OGDEN -- A major snowstorm will hit Utah today and last through the weekend, but Top of Utah probably won't get much more than a good dusting of snow out of it.
The storm was flowing out of the Pacific Ocean over the weekend and through southern California on Monday and Tuesday.
U.S. Weather Service hydrologist Brian McInerney said it would slam into central and Southern Utah today, with successive pulses through the weekend.
Heavy snow warnings were issued for an area south of Provo all the way to the Arizona border and for the eastern two-thirds of the state and parts of Wyoming.
Travel along the Interstate 15 corridor is expected to be hazardous.
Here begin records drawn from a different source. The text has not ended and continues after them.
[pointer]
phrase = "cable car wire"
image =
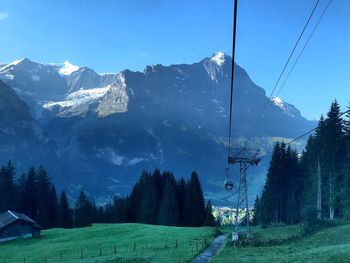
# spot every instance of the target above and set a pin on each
(302, 51)
(283, 70)
(232, 74)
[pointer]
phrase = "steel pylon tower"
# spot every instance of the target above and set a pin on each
(245, 157)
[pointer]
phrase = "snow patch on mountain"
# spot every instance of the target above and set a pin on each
(278, 102)
(79, 98)
(35, 77)
(287, 108)
(218, 58)
(68, 68)
(115, 100)
(10, 65)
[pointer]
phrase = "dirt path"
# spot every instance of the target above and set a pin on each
(211, 251)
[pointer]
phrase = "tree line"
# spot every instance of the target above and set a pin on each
(157, 198)
(313, 184)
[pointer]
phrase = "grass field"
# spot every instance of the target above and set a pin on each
(110, 244)
(328, 245)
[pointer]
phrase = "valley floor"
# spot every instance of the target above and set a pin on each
(111, 243)
(138, 243)
(327, 245)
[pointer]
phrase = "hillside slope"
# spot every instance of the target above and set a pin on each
(128, 243)
(328, 245)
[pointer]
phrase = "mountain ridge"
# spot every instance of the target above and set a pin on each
(109, 127)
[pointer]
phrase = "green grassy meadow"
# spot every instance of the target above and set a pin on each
(328, 245)
(110, 243)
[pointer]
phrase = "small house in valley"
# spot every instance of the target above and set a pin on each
(15, 226)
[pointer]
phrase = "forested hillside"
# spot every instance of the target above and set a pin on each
(314, 184)
(157, 198)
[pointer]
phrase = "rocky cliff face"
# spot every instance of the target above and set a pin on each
(109, 127)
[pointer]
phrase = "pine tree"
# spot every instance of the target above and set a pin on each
(194, 207)
(149, 199)
(256, 212)
(8, 197)
(28, 199)
(82, 211)
(64, 212)
(209, 217)
(334, 157)
(46, 199)
(271, 191)
(181, 193)
(169, 210)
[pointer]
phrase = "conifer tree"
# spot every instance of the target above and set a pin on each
(209, 218)
(181, 193)
(169, 210)
(194, 207)
(82, 211)
(28, 198)
(64, 212)
(256, 212)
(149, 199)
(8, 197)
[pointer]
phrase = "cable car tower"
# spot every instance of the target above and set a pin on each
(244, 157)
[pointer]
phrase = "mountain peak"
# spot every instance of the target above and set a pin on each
(219, 58)
(15, 63)
(278, 102)
(68, 68)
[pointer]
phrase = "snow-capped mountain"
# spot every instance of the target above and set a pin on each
(109, 127)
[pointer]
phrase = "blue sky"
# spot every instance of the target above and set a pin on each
(111, 35)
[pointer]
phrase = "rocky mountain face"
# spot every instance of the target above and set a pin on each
(107, 128)
(21, 137)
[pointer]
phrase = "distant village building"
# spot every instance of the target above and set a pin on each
(15, 225)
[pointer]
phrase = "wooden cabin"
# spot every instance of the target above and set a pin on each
(16, 226)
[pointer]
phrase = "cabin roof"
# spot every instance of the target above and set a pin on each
(9, 217)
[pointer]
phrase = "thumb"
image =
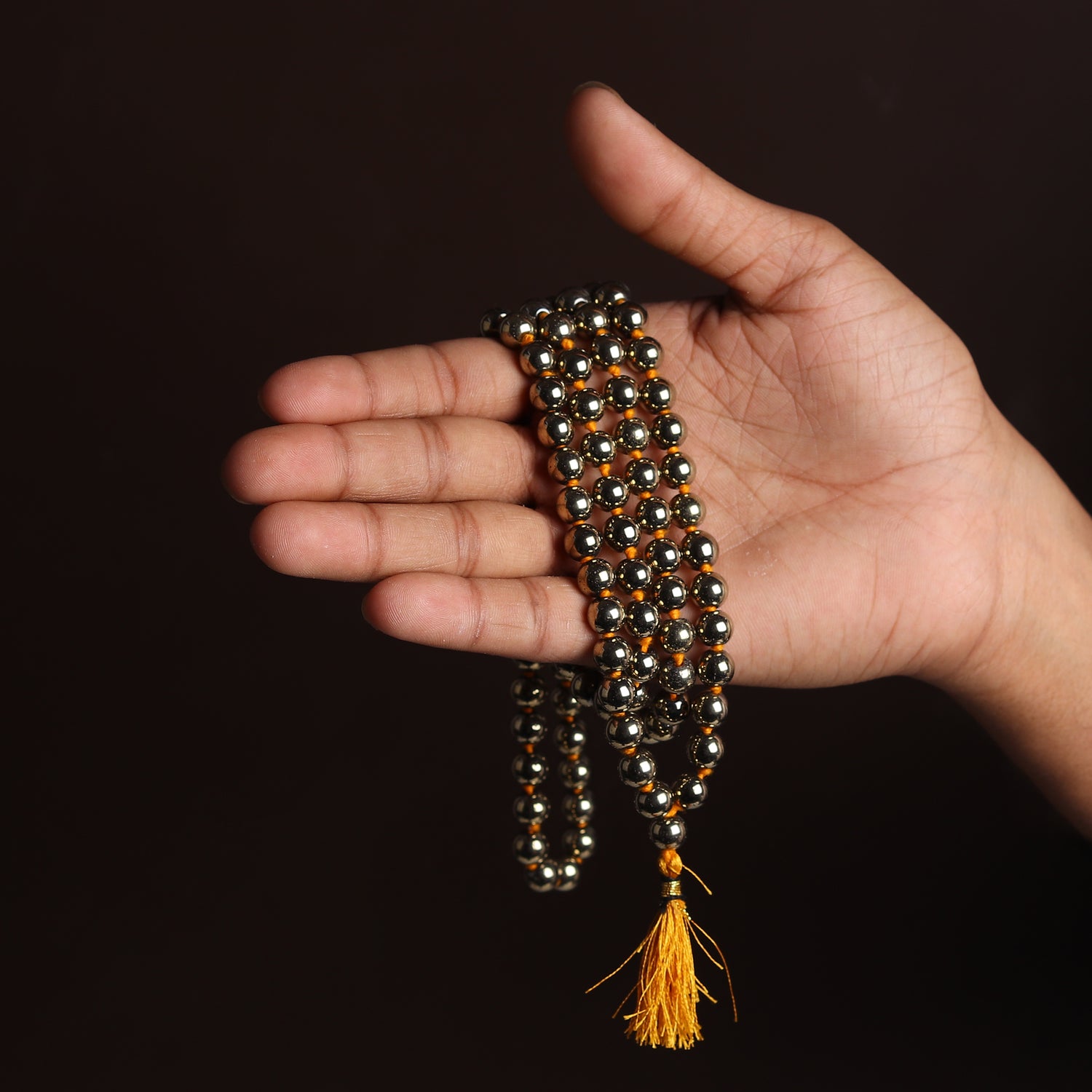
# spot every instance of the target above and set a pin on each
(664, 196)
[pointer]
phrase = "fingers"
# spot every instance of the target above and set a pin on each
(657, 191)
(432, 459)
(544, 618)
(371, 542)
(473, 377)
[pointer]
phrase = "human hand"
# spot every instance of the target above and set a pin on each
(876, 513)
However, McInerney said, "most of the energy is going to miss Northern Utah. We're going to see some systems come through, but no game-changers. It will keep the air cleaner, which is nice."
Davis County and points north, he said, will see enough of the storm to give the area average snow for this week in the year. The chance of snow for both today and Thursday is 60 percent, with accumulations of about an inch in the valleys each day.
Average snow means as much snow will fall this week as normally does this week, on average, every year.
That means the total snowpack in the Weber Basin watershed will stay about the same, between 70 and 80 percent of normal.
The chance of snow on Friday, Saturday and Sunday will taper off to 30 percent, with another smaller storm pulse going through the state.
Temperatures in Top of Utah will get up to the low 30s through the weekend, with lows in the low 20s.
McInerney said that, after Monday, the weather service's extended computer models indicate conditions for another thermal inversion in the valleys could settle in, allowing the air to collect pollution again.
However, he added, those are just computer models. He generally refuses to make predictions of the weather beyond five days.
The one bright spot, McInerney said, is that the sun is rising higher in the sky as spring gets nearer.
The increased angle of the sunlight warms the air more, causing it to mix better and prevent inversions from taking place.